We gathered the few people in the office (some were already working remotely) to:

  • Visualise on a wall all the problems we were seeing
  • Think about our objectives over the coming Covid-19 period (e.g. keeping staff and customers safe)
  • Brainstorm on post-its ideas to combat the problems and achieve those objectives

Over the weekend, these ideas were channeled into a single backlog (Word document), and we established a Portfolio Kanban way of working.  The purpose of this was to keep the flow going:

  • Focus on doing the right things
  • Unblock our teams
  • Take a one-team approach to combating Covid-19

We started to encounter difficulties working with a Word document, as priorities were changing and we couldn’t quite clearly see who was working on what.

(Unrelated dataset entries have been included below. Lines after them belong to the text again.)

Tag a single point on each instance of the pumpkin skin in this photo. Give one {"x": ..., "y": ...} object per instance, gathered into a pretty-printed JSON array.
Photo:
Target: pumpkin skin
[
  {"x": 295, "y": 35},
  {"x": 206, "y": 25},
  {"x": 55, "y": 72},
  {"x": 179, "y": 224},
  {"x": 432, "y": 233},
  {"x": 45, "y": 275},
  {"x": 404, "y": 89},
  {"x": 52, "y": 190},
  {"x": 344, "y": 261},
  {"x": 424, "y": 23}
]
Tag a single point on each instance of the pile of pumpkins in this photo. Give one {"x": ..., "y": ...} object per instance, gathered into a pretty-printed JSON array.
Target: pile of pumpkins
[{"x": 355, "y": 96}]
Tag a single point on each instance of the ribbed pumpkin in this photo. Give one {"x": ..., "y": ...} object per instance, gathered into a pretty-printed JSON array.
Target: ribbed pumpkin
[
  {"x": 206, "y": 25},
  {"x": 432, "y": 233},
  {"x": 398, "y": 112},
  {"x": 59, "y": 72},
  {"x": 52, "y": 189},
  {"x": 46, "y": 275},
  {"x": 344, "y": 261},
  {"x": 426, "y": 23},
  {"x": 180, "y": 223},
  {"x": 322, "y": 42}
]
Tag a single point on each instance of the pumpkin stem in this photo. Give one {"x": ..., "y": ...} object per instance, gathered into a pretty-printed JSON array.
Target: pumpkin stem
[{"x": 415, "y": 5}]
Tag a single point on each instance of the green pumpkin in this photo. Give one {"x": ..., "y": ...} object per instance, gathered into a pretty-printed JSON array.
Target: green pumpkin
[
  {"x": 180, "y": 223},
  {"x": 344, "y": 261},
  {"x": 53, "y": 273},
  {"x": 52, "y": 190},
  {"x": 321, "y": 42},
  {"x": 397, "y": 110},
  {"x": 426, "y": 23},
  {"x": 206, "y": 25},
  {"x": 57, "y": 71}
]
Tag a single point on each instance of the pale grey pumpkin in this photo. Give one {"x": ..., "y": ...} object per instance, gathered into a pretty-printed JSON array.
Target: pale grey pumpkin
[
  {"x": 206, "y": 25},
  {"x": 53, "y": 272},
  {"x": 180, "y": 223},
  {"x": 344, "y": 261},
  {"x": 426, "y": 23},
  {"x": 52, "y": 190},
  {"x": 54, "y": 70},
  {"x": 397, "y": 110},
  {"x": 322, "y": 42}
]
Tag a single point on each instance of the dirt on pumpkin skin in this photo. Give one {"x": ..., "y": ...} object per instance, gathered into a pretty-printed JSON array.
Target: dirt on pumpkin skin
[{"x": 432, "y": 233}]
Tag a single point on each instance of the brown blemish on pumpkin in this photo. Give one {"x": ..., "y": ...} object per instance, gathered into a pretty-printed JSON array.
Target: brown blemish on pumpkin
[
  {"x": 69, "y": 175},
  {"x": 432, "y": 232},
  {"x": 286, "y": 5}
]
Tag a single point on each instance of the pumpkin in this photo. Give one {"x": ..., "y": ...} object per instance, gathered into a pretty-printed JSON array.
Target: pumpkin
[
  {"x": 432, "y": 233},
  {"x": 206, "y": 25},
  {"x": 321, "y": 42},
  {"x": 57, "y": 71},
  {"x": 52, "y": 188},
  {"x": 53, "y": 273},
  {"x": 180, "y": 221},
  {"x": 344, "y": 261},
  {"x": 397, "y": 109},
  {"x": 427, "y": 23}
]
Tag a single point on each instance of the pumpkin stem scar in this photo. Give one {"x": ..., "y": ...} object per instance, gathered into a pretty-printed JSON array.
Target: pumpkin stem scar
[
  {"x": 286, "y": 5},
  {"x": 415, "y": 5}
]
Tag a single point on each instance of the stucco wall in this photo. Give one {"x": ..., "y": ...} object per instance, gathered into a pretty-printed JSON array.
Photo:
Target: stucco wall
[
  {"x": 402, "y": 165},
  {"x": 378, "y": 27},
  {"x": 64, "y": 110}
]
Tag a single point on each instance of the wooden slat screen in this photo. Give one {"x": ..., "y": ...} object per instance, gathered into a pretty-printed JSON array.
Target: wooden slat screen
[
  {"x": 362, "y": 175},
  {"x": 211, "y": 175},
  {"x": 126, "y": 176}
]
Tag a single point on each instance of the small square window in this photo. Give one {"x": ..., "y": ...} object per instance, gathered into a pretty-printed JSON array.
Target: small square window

We piped those priorities back into our digital tool and established a single Portfolio Kanban backlog.  Teams would work on a single backlog and we’d keep the comms going with clear priorities by doing two things, facilitated by a Scrum Master (we called them the “Air Traffic Controller”. Their role was to stop planes from crashing.):

  1. Daily Priorities – Scrum of Scrums style meeting attended by POs and PMs
  2. Daily Scrum of Scrums – Attended by Scrum Masters

On the actual BRP day, we ran our first Scrum of Scrums with about 30-40 people attending, and moved into Lean Coffee around major blockers.

What Would We Change?

Covid-19 forced us to adapt our plans so quickly and it did really bring all our teams together to swarm on the things that would help our customers the most.  As we see ourselves working remotely for an extended period of time, we need to think of a completely online format.

We would:

  • Run a central event using Zoom
  • Use breakout rooms for internal team planning
  • And a digital tool to amalgamate team boards into portfolio boards


If we were to tackle another pandemic, we think we’d still work in Kanban with multiple teams on a single backlog.